En 1947 y con un hábil guion de Jules Furtham basándose en la más que atrevida novela del atormentado y lúcido escritor, que trazó su historia a partir de su propia experiencia personal y de un sórdido relato que le contó un colega de la Brigada Lincoln, Goulding dirigió, tal vez sabiendo de antemano los problemas con la censura y la tibia recepción del público, “El callejón de las almas perdidas”, una de las mejores películas del Hollywood de los años cuarenta, o, al menos, desde la que, asumiendo su carácter irregular, logran una atmósfera compacta, una incisiva crítica social y una mezcolanza de géneros que van desde el cine de amor intimista, las intrigas sobre estafadores, al cine negro sin descartar elementos del terror psicológico y la comedia negra. La película de Goulding se mantiene por la esforzada e intensa interpretación de Tyrone Power como el aparentemente valeroso y triunfador Stan Carlisle, que acaba junto con la joven Molly triunfando con sus trucos en las fiestas para la alta sociedad del momento.
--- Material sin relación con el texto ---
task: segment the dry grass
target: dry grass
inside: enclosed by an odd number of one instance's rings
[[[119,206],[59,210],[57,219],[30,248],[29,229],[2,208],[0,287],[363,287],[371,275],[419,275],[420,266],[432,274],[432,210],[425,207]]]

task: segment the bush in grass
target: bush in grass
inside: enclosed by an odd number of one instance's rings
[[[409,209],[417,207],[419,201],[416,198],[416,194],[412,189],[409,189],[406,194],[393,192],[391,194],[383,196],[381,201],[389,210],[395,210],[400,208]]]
Aunque de las mujeres del reparto solo podemos rescatar el encomiable trabajo de la veterana Joan Blondell como Zena, una adivinadora y echadora de cartas que presagia futuros terribles para algunos de los personajes. Goulding y su operador (formado como colaborador de Josef Von Sternberg) consiguen esa atmósfera a la vez sombría y festiva de la feria donde comienza en filme, y donde todos luchan por salir adelante sin alcanzar el resultado esperado. El estreno de la nueva versión de Guillermo del Toro no hace desmerecer el trabajo de Goulding ni, al contrario. Son filmes perfectamente complementarios que aportan una visión siniestra de nuestro mundo, permitiendo la revisión de una novela absolutamente imprescindible.